Untuk JHT, pengusaha menanggung sebesar 3,7 persen dan pekerja menanggung 2 persen,
sedangkan dalam iuran JP pengusaha menanggung 2 persen dan pekerja sebesar 1 persen.
Direktur Eksekutif Indef Ahmad Tauhid menilai seharusnya diskon iuran 99 persen yang diberikan
kepada pengusaha tak terbatas pada JKM dan JKK, melainkan juga JHT dan JP. Sebab, hanya
dengan hitung-hitungan kasar, dapat terlihat dampak relaksasi iuran yang kini tengah
disosialisasikan itu sangat minim.
Pengusaha perhotelan (dengan tingkat risiko pekerjaan rendah) yang memiliki 300 pekerja
berupah rata-rata sebesar 6,5 juta, misalnya, harus membayar iuran untuk JKT dan JKM sebesar
Rp10,53 juta tiap bulannya.
Sementara, untuk JHT dan JP yang total tanggungannya mencapai 5,7 persen, uang yang harus
dikeluarkan untuk membayar iuran mencapai Rp111,15 juta.
Jika dijumlahkan, total kewajiban iuran pengusaha perhotelan tersebut mencapai Rp121,68 juta
per bulan. Artinya, jika yang dihilangkan hanya program JKK dan JKM, maka bantuan keringanan
yang diberikan pemerintah kepada pengusaha hotel itu tak sampai 9 persen.

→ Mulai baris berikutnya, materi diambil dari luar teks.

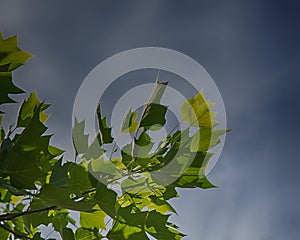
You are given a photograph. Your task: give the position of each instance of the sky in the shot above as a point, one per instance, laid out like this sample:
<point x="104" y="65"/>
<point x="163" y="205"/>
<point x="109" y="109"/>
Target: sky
<point x="252" y="51"/>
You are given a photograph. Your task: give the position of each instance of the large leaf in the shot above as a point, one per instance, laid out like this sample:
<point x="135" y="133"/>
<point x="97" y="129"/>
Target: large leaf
<point x="153" y="116"/>
<point x="197" y="111"/>
<point x="62" y="198"/>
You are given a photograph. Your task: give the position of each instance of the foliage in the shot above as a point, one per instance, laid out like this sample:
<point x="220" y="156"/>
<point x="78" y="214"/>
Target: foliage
<point x="116" y="198"/>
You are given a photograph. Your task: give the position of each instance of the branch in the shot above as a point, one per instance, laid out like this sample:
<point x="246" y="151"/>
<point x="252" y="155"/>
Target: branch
<point x="10" y="216"/>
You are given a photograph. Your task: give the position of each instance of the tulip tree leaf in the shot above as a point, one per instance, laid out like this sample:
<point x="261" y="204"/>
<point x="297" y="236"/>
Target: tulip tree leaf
<point x="105" y="131"/>
<point x="197" y="111"/>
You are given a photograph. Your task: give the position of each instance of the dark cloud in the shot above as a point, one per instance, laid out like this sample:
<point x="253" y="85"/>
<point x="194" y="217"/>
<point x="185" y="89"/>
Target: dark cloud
<point x="252" y="51"/>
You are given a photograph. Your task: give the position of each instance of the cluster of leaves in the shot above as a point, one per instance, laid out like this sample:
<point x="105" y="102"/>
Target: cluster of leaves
<point x="117" y="197"/>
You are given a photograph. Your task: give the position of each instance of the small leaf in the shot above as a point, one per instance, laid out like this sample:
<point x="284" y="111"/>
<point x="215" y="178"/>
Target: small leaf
<point x="197" y="111"/>
<point x="80" y="140"/>
<point x="206" y="138"/>
<point x="106" y="199"/>
<point x="105" y="131"/>
<point x="130" y="124"/>
<point x="154" y="117"/>
<point x="27" y="110"/>
<point x="94" y="219"/>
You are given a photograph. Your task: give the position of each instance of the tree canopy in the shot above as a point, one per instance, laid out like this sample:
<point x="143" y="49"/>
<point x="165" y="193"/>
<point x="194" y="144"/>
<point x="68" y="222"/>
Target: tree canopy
<point x="117" y="195"/>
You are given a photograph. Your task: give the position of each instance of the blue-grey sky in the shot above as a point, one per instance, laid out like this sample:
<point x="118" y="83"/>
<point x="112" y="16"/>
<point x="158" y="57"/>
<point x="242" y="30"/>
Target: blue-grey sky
<point x="252" y="51"/>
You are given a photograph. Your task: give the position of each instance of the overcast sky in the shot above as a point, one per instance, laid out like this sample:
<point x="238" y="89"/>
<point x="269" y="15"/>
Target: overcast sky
<point x="250" y="48"/>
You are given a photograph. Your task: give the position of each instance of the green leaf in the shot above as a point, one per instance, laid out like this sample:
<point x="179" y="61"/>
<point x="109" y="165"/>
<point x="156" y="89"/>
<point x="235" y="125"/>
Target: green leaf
<point x="153" y="116"/>
<point x="27" y="110"/>
<point x="23" y="160"/>
<point x="13" y="190"/>
<point x="80" y="140"/>
<point x="94" y="219"/>
<point x="67" y="233"/>
<point x="197" y="111"/>
<point x="37" y="219"/>
<point x="62" y="198"/>
<point x="11" y="56"/>
<point x="121" y="231"/>
<point x="7" y="87"/>
<point x="130" y="124"/>
<point x="84" y="234"/>
<point x="206" y="138"/>
<point x="105" y="131"/>
<point x="106" y="199"/>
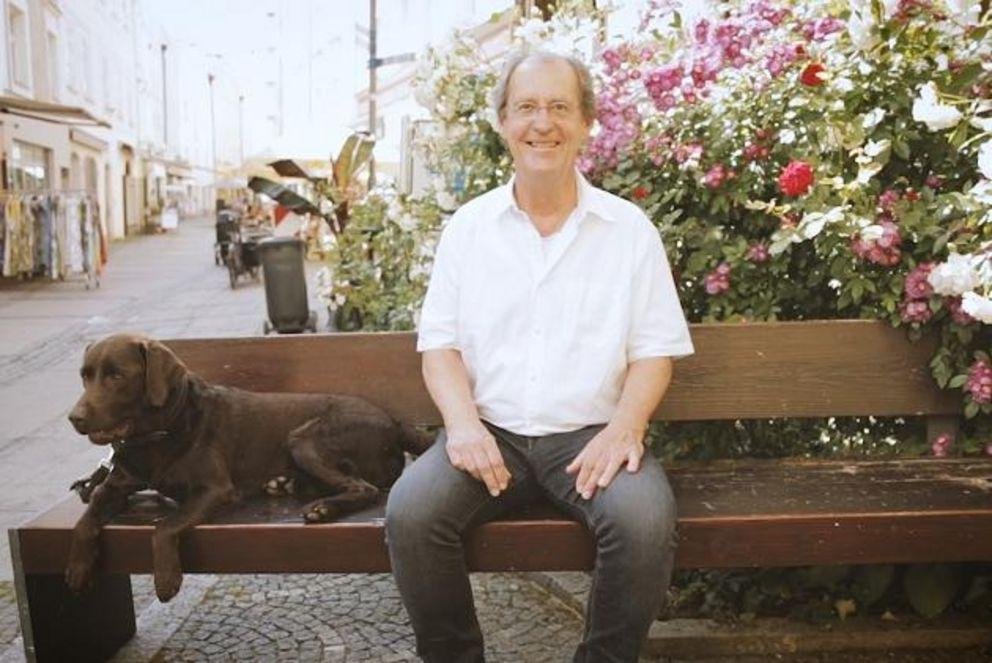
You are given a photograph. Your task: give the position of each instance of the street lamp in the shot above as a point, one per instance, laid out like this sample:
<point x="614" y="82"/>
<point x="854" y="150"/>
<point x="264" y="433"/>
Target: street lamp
<point x="241" y="129"/>
<point x="213" y="127"/>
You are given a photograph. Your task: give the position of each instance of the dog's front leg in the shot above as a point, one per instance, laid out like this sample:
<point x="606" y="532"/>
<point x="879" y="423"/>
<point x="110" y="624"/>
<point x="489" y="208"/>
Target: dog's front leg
<point x="165" y="540"/>
<point x="108" y="499"/>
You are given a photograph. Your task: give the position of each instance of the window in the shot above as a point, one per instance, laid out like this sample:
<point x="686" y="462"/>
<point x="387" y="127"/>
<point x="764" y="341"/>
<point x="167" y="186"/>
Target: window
<point x="28" y="167"/>
<point x="52" y="47"/>
<point x="20" y="53"/>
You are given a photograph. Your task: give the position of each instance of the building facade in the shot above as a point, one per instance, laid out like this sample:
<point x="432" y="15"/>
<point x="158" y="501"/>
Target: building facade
<point x="125" y="113"/>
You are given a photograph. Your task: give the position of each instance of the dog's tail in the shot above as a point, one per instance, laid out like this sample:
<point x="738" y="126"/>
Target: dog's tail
<point x="415" y="441"/>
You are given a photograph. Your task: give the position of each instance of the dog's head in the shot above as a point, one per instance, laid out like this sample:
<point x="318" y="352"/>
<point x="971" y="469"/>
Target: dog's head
<point x="127" y="379"/>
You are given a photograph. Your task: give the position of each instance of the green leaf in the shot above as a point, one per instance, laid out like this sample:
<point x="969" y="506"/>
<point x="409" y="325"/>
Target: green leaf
<point x="870" y="582"/>
<point x="931" y="588"/>
<point x="957" y="381"/>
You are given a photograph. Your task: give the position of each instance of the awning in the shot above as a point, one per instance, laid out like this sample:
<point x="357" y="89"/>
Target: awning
<point x="40" y="110"/>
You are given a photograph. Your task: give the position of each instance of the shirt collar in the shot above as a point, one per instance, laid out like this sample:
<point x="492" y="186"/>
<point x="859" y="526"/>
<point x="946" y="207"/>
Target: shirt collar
<point x="591" y="200"/>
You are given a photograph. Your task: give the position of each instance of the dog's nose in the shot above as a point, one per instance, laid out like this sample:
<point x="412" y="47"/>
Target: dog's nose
<point x="78" y="420"/>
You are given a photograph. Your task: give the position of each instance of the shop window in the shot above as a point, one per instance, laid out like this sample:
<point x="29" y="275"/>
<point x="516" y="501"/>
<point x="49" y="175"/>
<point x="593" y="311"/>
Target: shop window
<point x="27" y="168"/>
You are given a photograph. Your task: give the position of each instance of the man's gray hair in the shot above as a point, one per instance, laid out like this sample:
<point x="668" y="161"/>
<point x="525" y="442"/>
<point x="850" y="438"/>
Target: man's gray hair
<point x="587" y="97"/>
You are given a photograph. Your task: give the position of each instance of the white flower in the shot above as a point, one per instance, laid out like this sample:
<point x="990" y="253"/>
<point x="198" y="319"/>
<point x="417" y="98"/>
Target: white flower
<point x="985" y="159"/>
<point x="873" y="117"/>
<point x="981" y="123"/>
<point x="872" y="232"/>
<point x="977" y="307"/>
<point x="982" y="192"/>
<point x="956" y="276"/>
<point x="861" y="28"/>
<point x="813" y="223"/>
<point x="965" y="11"/>
<point x="874" y="148"/>
<point x="843" y="84"/>
<point x="928" y="109"/>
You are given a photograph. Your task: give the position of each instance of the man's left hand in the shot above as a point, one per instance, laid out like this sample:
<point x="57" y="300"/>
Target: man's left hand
<point x="602" y="457"/>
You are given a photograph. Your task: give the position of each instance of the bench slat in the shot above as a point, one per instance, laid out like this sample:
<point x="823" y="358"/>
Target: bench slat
<point x="808" y="512"/>
<point x="759" y="370"/>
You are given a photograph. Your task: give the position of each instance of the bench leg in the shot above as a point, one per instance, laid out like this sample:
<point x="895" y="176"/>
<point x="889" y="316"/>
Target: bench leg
<point x="57" y="625"/>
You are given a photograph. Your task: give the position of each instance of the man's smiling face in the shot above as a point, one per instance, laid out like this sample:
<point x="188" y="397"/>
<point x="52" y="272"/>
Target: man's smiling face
<point x="542" y="121"/>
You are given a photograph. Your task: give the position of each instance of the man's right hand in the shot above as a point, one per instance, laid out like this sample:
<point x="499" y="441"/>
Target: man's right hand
<point x="471" y="448"/>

"Hasil investasi BPJS Ketenagakerjaan tahun lalu Rp29,2 triliun. Sementara, berapa sih premi
yang dibayarkan pengusaha? Saya kira nggak sebesar itu dalam setahun. Dana yang dikelola
BPJS ketenagakerjaan kan hampir Rp 400 triliun. Kalau di taruh di surat utang aja 60 persen
dengan SBN 8 persen itu masih jauh lebih besar dari insentif yang diberikan ke pengusaha itu,"
tuturnya.
Belum lagi, pemerintah membatasi fasilitas relaksasi iuran BPJS Ketenagakerjaan itu hanya pada
perusahaan yang omzetnya merosot lebih dari 30 persen. Menurutnya, hal itu berpotensi
membuat program relaksasi iuran BPJS Ketenagakerjaan tidak efektif.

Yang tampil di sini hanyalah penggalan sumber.